It has now been 12 months since the first of the new gTLDs entered General Availability and they are having some unforeseen impacts on the domain name world. As the new gTLDs have become available, registrations for some of the key pre-existing TLDs have been declining.
To date there have been 4.1 million domain names registered across, by my count, 304 new gTLDs that have entered General Availability, with a total of 4.25 million domains across all the new gTLDs.
One of the gTLDs that has seen a decline is .net whose total registration numbers peaked at around 15.2 million at the end of 2013 and early 2014 according to Verisign’s statistics. But since then the gTLD has shed around 300,000 domains since the introduction of the new gTLDs.
Others too have seen their registration numbers decline, using figures provided by RegistrarStats.com, include .info which saw registrations peak at around 8.1 million in December 2012 preceding the launch of the new gTLDs, but decline to 5.4 million today. Likewise .biz, which had a growth spurt in the second half of 2013 peaking at around 3.2 million before declining to 2.3 million today. The .mobi gTLD also peaked around January 2014 with 1.2 million registrations declining to 806,000 today.
The .asia gTLD peaked a bit later, around mid-2013 at around 500,000 and then its numbers too plummeted till mid-2014 and then stabilised and today has 278,000 registrations.
The .tel gTLD has a chequered history and is another to have seen registrations decline.

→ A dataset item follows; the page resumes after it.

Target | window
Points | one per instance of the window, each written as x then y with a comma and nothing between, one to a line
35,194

It peaked around late 2011 or early 2012 with 340,000 registrations but has since declined before plummeting upon the launch of the first of new gTLDs and today has 132,000 registrations.
There has also been at least one ccTLD to have seen a decline. The .us (United States) ccTLD has seen its registration numbers peak at around 1.8 million in early 2014 and today there are around 1.75 million.
The registration figures don’t show conclusively that new gTLDs have impacted on the registration figures for a number of TLDs, but it seems more than a coincidence the declines have happened since the launch of these new gTLDs.